Government fires back in false claims suit against Prime: 6 things to know

In September, Prime Healthcare Services asked a federal court to exclude certain evidence used by the Department of Justice in a lawsuit alleging the Ontario, Calif.-based hospital chain violated the False Claims Act. Now, the federal government has responded.

Here are six things to know about the lawsuit against Prime.   

1. The DOJ intervened in a whistle-blower lawsuit against Prime in May. The lawsuit alleges Prime defrauded the federal government of millions of dollars by billing Medicare for medically unnecessary inpatient short-stay admissions, which should have been classified as outpatient or observation cases.

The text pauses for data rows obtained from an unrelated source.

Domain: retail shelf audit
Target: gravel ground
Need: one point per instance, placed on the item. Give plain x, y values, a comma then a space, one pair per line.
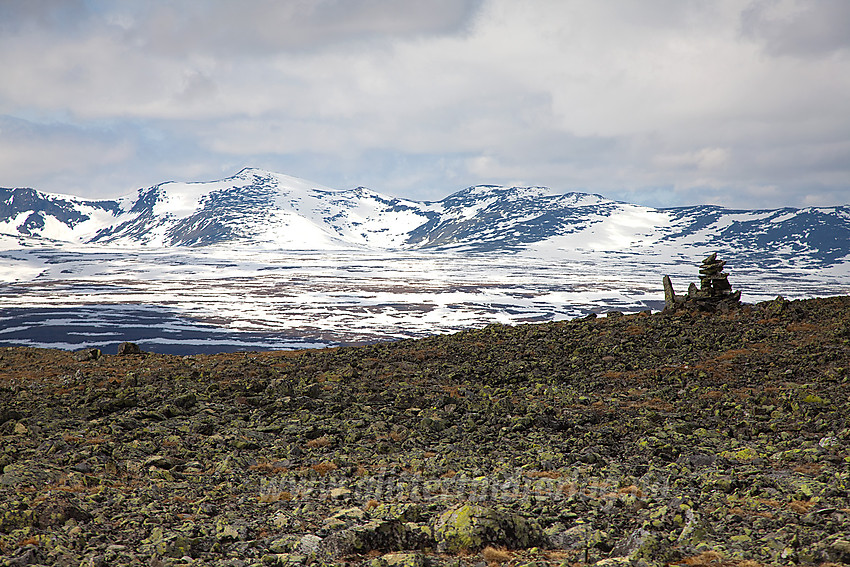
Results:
649, 439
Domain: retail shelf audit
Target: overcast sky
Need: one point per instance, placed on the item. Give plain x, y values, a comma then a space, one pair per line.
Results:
742, 103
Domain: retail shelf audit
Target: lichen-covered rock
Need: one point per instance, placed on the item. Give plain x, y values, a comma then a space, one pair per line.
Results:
375, 535
469, 527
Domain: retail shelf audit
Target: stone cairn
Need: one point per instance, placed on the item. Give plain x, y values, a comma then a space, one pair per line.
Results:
714, 292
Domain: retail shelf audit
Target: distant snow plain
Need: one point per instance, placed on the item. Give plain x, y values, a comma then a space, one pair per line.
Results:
217, 298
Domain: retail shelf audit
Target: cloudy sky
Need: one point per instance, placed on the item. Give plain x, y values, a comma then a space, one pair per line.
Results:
743, 103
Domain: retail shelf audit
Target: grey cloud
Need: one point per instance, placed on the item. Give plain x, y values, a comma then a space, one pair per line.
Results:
18, 16
262, 26
814, 28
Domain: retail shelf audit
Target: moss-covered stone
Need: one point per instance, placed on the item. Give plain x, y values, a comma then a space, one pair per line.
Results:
470, 527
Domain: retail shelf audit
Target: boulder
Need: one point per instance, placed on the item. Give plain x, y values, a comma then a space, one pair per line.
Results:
129, 348
469, 527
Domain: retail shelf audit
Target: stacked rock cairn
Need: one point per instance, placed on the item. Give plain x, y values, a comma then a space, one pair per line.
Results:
714, 292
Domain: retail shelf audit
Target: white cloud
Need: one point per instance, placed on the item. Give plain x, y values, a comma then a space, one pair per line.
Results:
704, 99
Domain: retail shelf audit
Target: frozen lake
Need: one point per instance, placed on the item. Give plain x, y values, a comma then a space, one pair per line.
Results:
193, 300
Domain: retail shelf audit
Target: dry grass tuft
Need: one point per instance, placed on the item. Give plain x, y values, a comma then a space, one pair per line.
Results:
706, 558
324, 468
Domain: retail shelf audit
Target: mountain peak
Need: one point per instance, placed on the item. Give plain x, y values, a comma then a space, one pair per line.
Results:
259, 208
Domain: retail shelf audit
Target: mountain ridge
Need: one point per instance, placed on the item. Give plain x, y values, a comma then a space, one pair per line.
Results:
258, 208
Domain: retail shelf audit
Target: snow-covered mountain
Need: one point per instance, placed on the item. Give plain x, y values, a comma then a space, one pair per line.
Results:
269, 210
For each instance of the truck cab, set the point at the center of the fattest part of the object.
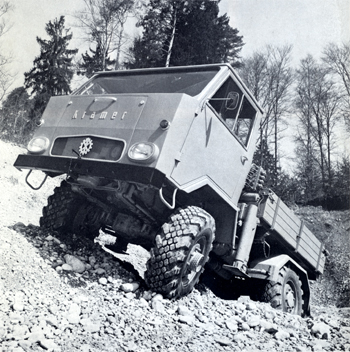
(161, 157)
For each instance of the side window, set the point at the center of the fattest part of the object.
(226, 101)
(245, 122)
(236, 111)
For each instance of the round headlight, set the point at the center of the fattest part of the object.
(38, 145)
(143, 152)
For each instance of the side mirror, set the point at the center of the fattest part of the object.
(232, 100)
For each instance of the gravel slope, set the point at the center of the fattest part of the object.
(65, 294)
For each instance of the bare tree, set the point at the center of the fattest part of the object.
(103, 22)
(269, 75)
(6, 78)
(337, 59)
(318, 104)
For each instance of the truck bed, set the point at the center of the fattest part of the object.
(285, 227)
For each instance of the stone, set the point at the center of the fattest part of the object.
(92, 327)
(65, 267)
(187, 319)
(231, 324)
(321, 330)
(130, 287)
(73, 315)
(158, 306)
(48, 344)
(103, 281)
(20, 332)
(77, 265)
(183, 310)
(282, 335)
(245, 326)
(100, 271)
(147, 295)
(253, 321)
(268, 327)
(223, 341)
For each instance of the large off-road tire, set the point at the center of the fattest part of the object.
(62, 206)
(286, 293)
(181, 250)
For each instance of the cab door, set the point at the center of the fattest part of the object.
(216, 150)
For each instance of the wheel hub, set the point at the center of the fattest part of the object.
(196, 258)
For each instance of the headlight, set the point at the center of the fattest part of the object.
(143, 152)
(38, 145)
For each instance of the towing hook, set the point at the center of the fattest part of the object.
(31, 186)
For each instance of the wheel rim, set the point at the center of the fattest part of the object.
(195, 261)
(290, 297)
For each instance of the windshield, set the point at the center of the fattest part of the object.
(191, 83)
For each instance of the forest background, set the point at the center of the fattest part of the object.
(305, 93)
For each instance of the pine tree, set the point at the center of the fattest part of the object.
(94, 62)
(179, 32)
(53, 68)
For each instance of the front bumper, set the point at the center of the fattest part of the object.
(54, 166)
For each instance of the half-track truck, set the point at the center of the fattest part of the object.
(162, 158)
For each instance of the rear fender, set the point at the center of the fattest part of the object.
(272, 266)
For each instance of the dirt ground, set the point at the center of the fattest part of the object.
(47, 304)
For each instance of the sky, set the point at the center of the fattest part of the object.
(308, 25)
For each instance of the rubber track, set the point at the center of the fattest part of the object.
(57, 214)
(171, 249)
(273, 290)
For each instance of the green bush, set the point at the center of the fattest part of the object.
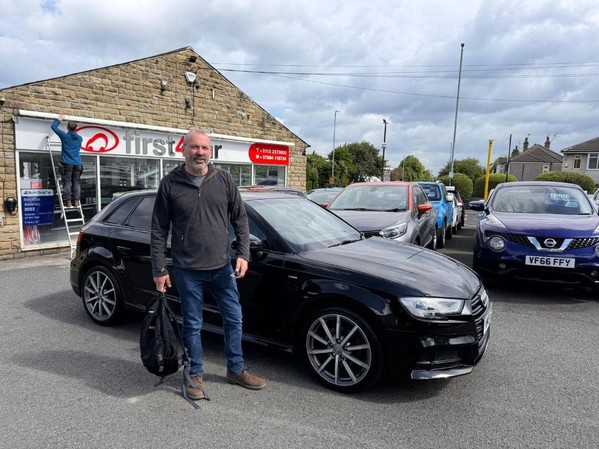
(586, 182)
(494, 179)
(462, 183)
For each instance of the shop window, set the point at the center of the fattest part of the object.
(123, 174)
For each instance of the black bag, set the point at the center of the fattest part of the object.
(161, 345)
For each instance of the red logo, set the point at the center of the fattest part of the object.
(103, 140)
(266, 153)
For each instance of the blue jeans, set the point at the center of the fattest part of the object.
(71, 186)
(191, 285)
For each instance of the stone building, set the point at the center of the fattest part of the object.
(132, 118)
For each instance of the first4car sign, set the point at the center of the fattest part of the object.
(561, 262)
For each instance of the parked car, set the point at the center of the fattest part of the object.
(273, 188)
(443, 204)
(537, 230)
(352, 307)
(395, 210)
(324, 195)
(461, 207)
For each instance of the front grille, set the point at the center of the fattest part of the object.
(478, 311)
(583, 243)
(523, 240)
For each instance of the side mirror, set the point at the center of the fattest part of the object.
(256, 247)
(10, 204)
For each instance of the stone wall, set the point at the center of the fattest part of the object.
(131, 92)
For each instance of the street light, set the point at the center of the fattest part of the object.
(384, 146)
(334, 127)
(455, 123)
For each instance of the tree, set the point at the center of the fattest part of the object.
(318, 171)
(471, 167)
(356, 162)
(410, 169)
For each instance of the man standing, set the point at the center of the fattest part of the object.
(197, 201)
(70, 161)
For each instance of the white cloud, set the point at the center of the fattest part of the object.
(522, 61)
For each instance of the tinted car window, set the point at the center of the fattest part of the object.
(120, 215)
(142, 216)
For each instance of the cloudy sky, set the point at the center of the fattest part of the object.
(530, 68)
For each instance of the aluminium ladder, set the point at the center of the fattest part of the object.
(72, 216)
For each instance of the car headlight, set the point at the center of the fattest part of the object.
(432, 308)
(496, 243)
(492, 220)
(394, 232)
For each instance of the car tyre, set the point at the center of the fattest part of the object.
(433, 244)
(449, 232)
(342, 350)
(101, 296)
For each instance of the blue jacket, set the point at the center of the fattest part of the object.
(71, 145)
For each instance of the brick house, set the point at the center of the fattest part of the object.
(583, 158)
(533, 161)
(132, 117)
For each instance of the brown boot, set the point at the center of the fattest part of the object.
(246, 380)
(195, 390)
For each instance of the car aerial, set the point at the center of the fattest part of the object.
(459, 204)
(443, 204)
(545, 231)
(354, 308)
(595, 197)
(395, 210)
(324, 195)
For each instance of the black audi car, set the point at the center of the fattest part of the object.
(352, 307)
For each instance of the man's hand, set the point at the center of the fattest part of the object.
(240, 268)
(162, 283)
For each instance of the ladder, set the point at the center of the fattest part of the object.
(72, 216)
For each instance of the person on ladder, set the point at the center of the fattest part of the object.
(70, 166)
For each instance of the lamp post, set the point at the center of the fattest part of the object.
(333, 168)
(384, 146)
(455, 123)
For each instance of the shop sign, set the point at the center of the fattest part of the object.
(37, 206)
(264, 153)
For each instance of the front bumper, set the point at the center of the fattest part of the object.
(444, 350)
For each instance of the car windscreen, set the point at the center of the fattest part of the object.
(303, 224)
(372, 198)
(541, 200)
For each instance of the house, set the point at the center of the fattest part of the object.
(534, 160)
(133, 118)
(583, 158)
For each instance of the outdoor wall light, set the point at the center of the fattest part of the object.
(10, 204)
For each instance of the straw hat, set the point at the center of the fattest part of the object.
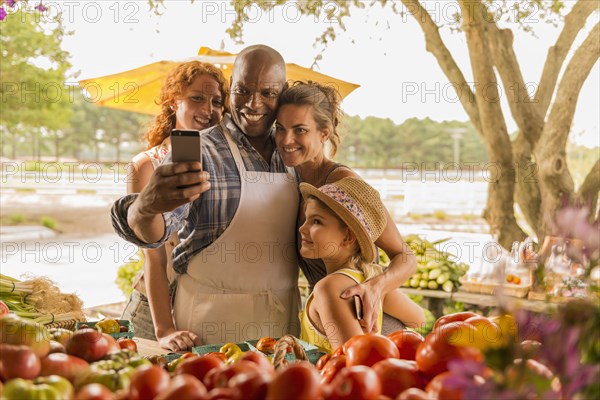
(357, 204)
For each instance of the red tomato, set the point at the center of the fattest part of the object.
(346, 345)
(338, 352)
(413, 394)
(147, 382)
(461, 316)
(126, 343)
(18, 362)
(266, 345)
(89, 344)
(64, 365)
(224, 373)
(434, 353)
(251, 385)
(397, 376)
(94, 391)
(296, 381)
(356, 382)
(184, 386)
(369, 349)
(260, 359)
(439, 390)
(223, 394)
(332, 367)
(198, 366)
(218, 354)
(56, 347)
(407, 342)
(322, 361)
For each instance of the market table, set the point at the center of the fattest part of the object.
(434, 300)
(148, 347)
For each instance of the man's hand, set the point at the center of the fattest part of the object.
(171, 186)
(371, 300)
(179, 341)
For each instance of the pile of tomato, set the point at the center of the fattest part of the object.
(402, 365)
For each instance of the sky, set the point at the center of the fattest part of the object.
(383, 52)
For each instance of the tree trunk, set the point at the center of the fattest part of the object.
(499, 211)
(527, 191)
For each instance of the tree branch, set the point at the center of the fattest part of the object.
(588, 191)
(556, 182)
(435, 45)
(574, 22)
(522, 107)
(558, 126)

2. Karin Bernsten, RN, filed the whistle-blower suit against Prime in 2011. She serves as director of performance improvement at Prime's Alvarado Hospital in San Diego. Ms. Bernsten accuses Prime leadership of forcing caregivers at Alvarado Hospital to avoid admitting patients for observation. The suit estimates that Alvarado's fraudulent short-stay inpatient admission billings exceed $8 million. Ms. Bernsten claims the same practices were used at Prime's other hospitals throughout California, which resulted in false billings totaling more than $50 million.

3. In a motion filed in early September, Prime asked the U.S. District Court for the Central District of California to issue an order excluding the DOJ's use of statistical sampling and extrapolation in the case.

4. In its motion, Prime cites to a Supreme Court case, which states the test for determining whether sampling is proper in a case is "the degree to which the evidence is reliable in proving or disproving the elements of the relevant cause of action."

"Based on Medicare's eligibility standard for inpatient care, the government's use of statistical sampling to extrapolate the falsity of claims relating to the appropriateness of inpatient admissions and associated diagnoses is legally impermissible under the FCA in this case because such extrapolation is simply not reliable," according to Prime's motion.

5. In a response filed Thursday, the government claims Prime's request for the court to exclude certain evidence is premature.

"In asking the court to 'exclude' anticipated 'evidence' as 'unreliable,' Prime avoids calling the evidence motion what it really is: an in limine or Daubert motion. Either type of motion would be premature as Prime has yet to answer the government's complaint in intervention, and the evidence Prime seeks to exclude is not yet complete and of record," states the government.

6. Even if it was the right time to bring the evidence motion, the government claims Prime's motion is "meritless."

"The [False Claims Act] does not prohibit statistical evidence, and its history and broad remedial purpose are antithetical to that kind of categorical evidentiary restriction," according to the government.